The smf has done some good thinking on this, having already undertaken a number of consultations before the round-table, so they had some slides to explain what they thought were the five biggest issues that would need to be dealt with before PbR could be put in place. These were:

Measuring re-offending: How accurate are reconviction rates as a proxy for re-offending rates? Are they accurate enough to contract on?

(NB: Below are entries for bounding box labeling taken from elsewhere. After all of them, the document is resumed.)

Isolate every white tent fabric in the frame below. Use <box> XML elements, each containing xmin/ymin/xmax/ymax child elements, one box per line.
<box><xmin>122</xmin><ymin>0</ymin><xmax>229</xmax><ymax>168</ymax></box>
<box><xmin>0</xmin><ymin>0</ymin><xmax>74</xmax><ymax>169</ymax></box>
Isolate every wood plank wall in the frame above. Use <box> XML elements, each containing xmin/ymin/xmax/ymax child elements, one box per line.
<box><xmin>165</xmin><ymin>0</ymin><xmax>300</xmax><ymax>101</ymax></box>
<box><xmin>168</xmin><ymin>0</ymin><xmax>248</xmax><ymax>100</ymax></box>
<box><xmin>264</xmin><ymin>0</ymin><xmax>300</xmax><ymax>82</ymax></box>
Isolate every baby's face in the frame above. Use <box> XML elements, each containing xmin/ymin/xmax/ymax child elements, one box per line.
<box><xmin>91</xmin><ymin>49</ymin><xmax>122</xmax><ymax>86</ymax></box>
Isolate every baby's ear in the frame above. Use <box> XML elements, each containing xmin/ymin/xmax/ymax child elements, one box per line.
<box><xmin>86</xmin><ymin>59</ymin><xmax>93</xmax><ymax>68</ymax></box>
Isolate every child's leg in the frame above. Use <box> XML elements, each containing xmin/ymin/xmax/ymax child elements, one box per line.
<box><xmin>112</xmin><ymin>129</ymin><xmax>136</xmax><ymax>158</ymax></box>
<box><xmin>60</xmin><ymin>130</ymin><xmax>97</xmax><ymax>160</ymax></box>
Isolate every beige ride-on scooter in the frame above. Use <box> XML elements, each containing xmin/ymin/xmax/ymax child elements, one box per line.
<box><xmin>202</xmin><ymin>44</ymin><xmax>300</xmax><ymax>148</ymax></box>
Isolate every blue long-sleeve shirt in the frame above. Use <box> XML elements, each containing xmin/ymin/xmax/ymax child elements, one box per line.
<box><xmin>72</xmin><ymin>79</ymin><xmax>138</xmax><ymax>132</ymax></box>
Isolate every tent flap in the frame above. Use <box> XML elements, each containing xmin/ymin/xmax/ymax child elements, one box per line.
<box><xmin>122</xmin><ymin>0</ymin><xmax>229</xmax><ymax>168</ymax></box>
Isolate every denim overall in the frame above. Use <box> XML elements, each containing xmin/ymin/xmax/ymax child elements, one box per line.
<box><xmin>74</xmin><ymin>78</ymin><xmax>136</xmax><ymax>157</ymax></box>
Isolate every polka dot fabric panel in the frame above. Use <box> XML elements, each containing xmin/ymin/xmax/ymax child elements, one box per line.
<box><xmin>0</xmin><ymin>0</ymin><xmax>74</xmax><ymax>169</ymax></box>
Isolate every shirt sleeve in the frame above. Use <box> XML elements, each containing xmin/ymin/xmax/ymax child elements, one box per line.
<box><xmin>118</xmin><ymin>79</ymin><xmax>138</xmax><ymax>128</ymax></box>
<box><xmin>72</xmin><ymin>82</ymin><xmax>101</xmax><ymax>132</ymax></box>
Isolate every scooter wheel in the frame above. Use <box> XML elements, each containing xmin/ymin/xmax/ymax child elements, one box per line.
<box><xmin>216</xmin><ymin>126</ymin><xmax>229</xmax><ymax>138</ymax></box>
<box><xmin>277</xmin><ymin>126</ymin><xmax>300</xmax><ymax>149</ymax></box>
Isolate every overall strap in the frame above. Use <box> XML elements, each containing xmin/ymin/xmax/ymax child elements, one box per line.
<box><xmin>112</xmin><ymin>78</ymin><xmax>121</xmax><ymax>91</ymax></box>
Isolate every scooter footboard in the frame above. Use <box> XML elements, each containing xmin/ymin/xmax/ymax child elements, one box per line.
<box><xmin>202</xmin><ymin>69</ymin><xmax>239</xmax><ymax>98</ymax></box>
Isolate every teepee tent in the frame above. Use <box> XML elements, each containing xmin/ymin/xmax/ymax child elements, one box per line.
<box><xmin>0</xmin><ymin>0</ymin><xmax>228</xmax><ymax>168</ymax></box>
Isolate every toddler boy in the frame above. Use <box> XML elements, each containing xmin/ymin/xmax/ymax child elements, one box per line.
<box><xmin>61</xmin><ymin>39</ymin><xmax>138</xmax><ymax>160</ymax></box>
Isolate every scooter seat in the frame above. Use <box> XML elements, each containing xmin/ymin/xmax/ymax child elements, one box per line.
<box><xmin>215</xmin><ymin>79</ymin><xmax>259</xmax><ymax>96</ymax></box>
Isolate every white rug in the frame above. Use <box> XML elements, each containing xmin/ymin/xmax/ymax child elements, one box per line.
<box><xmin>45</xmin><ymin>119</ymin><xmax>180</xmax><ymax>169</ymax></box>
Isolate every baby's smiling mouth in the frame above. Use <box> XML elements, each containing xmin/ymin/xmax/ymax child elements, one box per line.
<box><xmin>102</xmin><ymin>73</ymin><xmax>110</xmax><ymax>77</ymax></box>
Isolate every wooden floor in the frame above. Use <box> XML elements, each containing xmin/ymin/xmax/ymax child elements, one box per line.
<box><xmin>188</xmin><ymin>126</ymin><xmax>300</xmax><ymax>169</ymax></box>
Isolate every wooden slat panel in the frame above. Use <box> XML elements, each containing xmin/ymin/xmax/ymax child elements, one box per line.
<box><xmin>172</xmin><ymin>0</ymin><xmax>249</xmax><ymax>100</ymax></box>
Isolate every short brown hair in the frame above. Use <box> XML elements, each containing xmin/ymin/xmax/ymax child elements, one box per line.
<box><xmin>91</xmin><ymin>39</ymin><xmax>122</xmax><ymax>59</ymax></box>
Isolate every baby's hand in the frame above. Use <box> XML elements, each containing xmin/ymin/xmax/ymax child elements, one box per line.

  • Capacity and geographical dispersal: Many short-term prisoners are held far from their communities, and are also moved around for various reasons, disrupting attempts at rehabilitation.
  • Case mix: Will providers ‘park’ offenders that are considered ‘to difficult to rehabilitate’?
  • Profit motive: Would the profit motive that drives providers create perverse incentives in probation’s role to provide sentencing assistance to the courts?
  • No cost saving to the criminal justice system: Will cutting re-offending actually make savings, or will prison places simply be occupied by new offenders (‘backfill’)?

Participants flagged numerous problems with the smf’s proposed solutions to these challenges. On the measurement question, there was a suggestion that a binary measure (either they are reconvicted or they aren’t) was perhaps not the best, and that a measure of the number of reconvictions may be more appropriate. The idea was put forth of taking into account the severity of the crime, but this was quickly dismissed as too subjective.

On capacity and geographical dispersal, the smf proposed holding short-term prisoners in dedicated prisons. The was objected to, since more, smaller prisons will be more expensive, and also often it is necessary to have a mix of prisoners on remand, short-term and longer-term prisoners, for reasons of maintaining order.

Doncaster inmates

Inmates at Doncaster Prison

On case mix, the smf seemed to think this was not an issue, since the short-term prison population would be mostly non-violent offenders. This assumption was put in doubt, and questions about prisoners with multiple and complex needs being ‘left’ were raised. The smf proposes an ‘escalator tariff’ which would increase depending on how difficult an offender was to rehabilitate, but there were questions about how one would set those tariffs.

On making savings, the smf’s argument was that there would be wider gains to society, but this is sounds rather weak in the current climate.

Unfortunately, in my opinion, the seminar focussed on a model for those offenders sentenced to less than 12 months in prison, which precluded any discussion of the best segment of offenders to target for a system of payment by results. I personally have my doubts about what the length of the sentence tells us about how prepared an offender might be to give up offending. Of course, we don’t want to work with offenders that will give up on their own very soon (this would be deadweight cost), but neither do we want to work with offenders that are extremely unlikely to change their behaviour. We need to find the appropriate target group between these extremes, which may be males aged 18 years old regardless of sentence length, or some other group.